Thursday, January 21, 2010

Blog Post #2 The Movie Titanic



In 1998 I worked in a two person office with my good friend, Sarah. She is a James Cameron and Leonardo DiCapprio fan who saw Titanic twelve times. I saw it twice and thoroughly loved it. Also at the time I was living with 2 other guys and lived 2 blocks from a theater, so when I got bored or they were too loud I would walk over and see it again. I was a fan of the Titanic in High School and even built a model of the ship. I could tell you all the facts, and my only criticism of the movie is that I wanted them to delve into the facts and the politics of White Star and why the ship sank.

My impression of the film was an overwhelming love for the story of Rose and Jack. Being an artist myself, the story of Jack was highly romantic and inspiring: his lifestyle, his carefree attittude, his experiences drawing. I loved seeing the ship, even if it was computer generated. And, let's be honest, seeing Kate Winslett in the nude was not the most unpleasant part of the movie. Knowing a lot of people who are Christians, I heard how raunchy it was and that there was an unneccessary sex scene. I just tuned these people out. I had drawn nude models in college and after two minutes the fact that they are nude is no big deal. You are learning to see forms, and draw negative spaces, and you realize it's just Sue, and she's nice and she comments on your drawings. Granted, I may have enjoyed the female models more than the male, but most people would agree the female body is more artistically designed than the male. In summary, I totally wanted be Jack, loved his character and every time I saw the movie, it was a wonderful escape for 3 hours, where I lived the life of Jack.

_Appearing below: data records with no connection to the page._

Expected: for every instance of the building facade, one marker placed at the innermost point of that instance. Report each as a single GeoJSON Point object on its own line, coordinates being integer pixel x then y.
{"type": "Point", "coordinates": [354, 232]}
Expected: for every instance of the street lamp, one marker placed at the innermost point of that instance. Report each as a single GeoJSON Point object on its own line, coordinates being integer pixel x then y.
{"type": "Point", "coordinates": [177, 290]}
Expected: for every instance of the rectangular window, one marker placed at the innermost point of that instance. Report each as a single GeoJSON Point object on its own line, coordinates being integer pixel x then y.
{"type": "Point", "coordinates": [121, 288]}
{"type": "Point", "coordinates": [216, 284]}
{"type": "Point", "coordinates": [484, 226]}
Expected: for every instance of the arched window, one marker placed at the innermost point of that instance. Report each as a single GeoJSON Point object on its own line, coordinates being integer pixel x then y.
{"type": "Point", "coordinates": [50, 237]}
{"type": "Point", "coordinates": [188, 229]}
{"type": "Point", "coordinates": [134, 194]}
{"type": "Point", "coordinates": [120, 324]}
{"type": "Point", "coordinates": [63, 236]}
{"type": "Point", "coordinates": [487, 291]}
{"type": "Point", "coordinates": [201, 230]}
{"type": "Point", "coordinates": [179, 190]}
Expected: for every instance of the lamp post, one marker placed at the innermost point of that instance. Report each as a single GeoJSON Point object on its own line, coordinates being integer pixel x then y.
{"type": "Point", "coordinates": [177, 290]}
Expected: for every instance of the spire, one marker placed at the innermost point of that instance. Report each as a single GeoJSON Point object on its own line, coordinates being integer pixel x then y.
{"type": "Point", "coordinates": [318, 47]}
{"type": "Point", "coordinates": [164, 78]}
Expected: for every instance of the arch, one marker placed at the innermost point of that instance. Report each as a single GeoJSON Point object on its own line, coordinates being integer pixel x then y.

Enter my lovely wife Rebecca a couple years later, and we are on a date, driving in the country and this movie comes up. Rebecca is a nice Christian girl and, sometimes, I am a nice Christian guy. She comes from a nice happy, Christian home, I come from a very dysfunctional, highly non-christian home and had my experience with God later in life and am still kind of working on it. Her view of the movie was quite different. She described the scene with Kate as soft porn, found it offensive to women and questioned how I could enjoy it. At one point she even asked me, “What if it was your daughter? Would you enjoy seeing her topless?” I was at a loss because I loved this woman, but she made me feel like a dirty old man for seeing the movie so many times. I believe we reached an uncomfortable truce and moved on. But there was no way I could relate my experience seeing the film, and the scene where she is drawn, as very romantic (the artistic definition of the word), very tastefully done and not offensive at all. In all fairness, I would have my boys leave the room if the scene was on, but they are 5 and 3.

So there we were, two people who very much love each other, have so much in common, cannot wait to get married and start a family... and yet this movie, for 15 minutes one Sunday, divided us. Both of us from completely different backgrounds and experiences, both of us seeing two different things based on our social conditioning.